Wednesday, June 20, 2007

Hmm Funny,



Suatu malam pulang kerja, capek dan bete, rute harian dilalui tanpa makna yang berarti, he he. Sampai akhirnya masuk tol kuningan dan sambil ngantre lihat mobil depan kaca belakangnya ada sticker bertuliskan “ Just follow me, I have GPS inside” ha ha ha lucu sekali. Sejak kapan Jakarta mengenal GPS mobil. Memang ada beberapa antenna dipasang di satu dua lampu merah namun masih sebatas kepentingan media belaka dan dilaporkan sehari sekali dua kali atau kadang tidak sama sekali. Yang lucu banyak mobil built up yang didalamnya terpasang perangkat GPS, malah ada yang tulisannya kanji segala, namun semuanya tidak bisa difungsikan karena hardware dan infrastrukturnya belum ada.

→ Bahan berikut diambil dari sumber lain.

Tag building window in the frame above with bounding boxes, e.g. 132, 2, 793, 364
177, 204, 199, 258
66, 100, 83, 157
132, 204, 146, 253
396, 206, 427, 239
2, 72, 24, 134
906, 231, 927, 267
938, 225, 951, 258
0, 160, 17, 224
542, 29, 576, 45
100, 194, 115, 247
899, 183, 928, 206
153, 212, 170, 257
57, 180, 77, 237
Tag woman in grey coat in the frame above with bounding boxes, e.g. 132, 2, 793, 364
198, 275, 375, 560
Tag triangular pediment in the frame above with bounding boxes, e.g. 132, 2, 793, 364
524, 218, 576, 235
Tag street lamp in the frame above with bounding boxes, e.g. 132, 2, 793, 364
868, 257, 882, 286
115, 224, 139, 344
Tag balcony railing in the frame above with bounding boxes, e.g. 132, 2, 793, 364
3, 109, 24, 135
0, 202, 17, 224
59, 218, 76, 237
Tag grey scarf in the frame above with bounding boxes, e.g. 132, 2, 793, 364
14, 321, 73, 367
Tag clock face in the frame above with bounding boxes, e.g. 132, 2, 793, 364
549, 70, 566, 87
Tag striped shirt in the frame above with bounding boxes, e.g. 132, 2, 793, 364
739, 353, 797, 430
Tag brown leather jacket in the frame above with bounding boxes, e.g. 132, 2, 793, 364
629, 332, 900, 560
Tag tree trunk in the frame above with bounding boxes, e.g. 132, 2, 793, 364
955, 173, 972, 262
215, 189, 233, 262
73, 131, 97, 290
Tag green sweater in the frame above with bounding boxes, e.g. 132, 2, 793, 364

Itulah kita, atau tepatnya Jakarta yang konon kota megapolitan namun dengan fasilitas seadanya. Ibukota Negara dengan service level barangkali setara kota kecil di Negara lainnya. Baru saja tadi saya melakukan kunjungan ke Tanjung Barat dan hujan deras turun sekitar satu jam. Hebatnya lagi semua jalan langsung tergenang air dan terjadi kemacetan dimana-mana, khas Jakarta. Itulah Jakarta, ibukota dengan drainase amburadul dan rentan banjir. Hujan sedikit jalanan tergenang dan mobilnya merayap kayak prangko, ehh kayak semut,,, Lain kali ada kunjungan tamu penting dari luar negeri. Sang penyambut awalnya dengan bangga menyambut kedatangan sang tamu. Dengan mobil mewahnya dipersilakan tamu masuk kendaraan dan wuss mobil meluncur mulus meninggalkan bandara. Eeee baru belasan menit dari bandara terlihat sepanjang jalan rumah kumuh nan semrawut. Apa mau dikata, tanpa daya rasa malu-pun menjadi hidangan sang tamu. Itulah Jakarta, ibukota dengan sekian banyak rumah liar, semrawut, kaki lima, kopaja, bajaj dan segala hal yang nampaknya kurang pas untuk megapolitan berlabel ibukota Negara besar. Yang lebih konyol dan seringkali penulis kemukakan adalah kurangnya taman kota, ruang public, trotoar buat pejalan kaki dan tumplek bleknya satu jalan sekaligus buat pejalan kaki, gerobag, metromini, motor, mobil pribadi, bus dan semua sarana transportasi. Sungguh suatu keadaan yang begitu semrawut, melelahkan dan tentunya memprihatinkan. Begitu ironis untuk pengelolaan sebuah ibukota Negara. Sementara kota lainnya sudah menikmati subway, mass rapid transport nyaman nan cepat, perlombaan membangun sarana umum, taman kota, ruang public, memanjakan pejalan kaki, drainase canggih, kebersihan dan berbagai fasilitas yang mengutamakan kepentingan umum, Jakarta bagaikan bapak tua yang makin rapuh, jelek, kotor, perlahan lumpuh dan tinggal menunggu waktu untuk ambruk. Maaf ya, bukannya asal ngomong namun kalau sekiranya hal ini tidak tepat tolong bisa dibantah apakah keadaan yang digambarkan memang mengada-ada atau apa adanya. Toh apa pula untungnya berpendapat pedas kecuali memang keadaan seperti itu. Boleh dong beda, iya nggak. Barangkali ada pendapat lain yang selalu optimis, mengatakan kita harus bangga-lah, kita masih mendinglah, jangan hanya bisa omong tapi nggak bisa berbuat dan seterusnya. Semuanya bebas dan sah saja yaa, termasuk komentar dan pendapat tentang Jakarta sebagaimana gambaran di atas.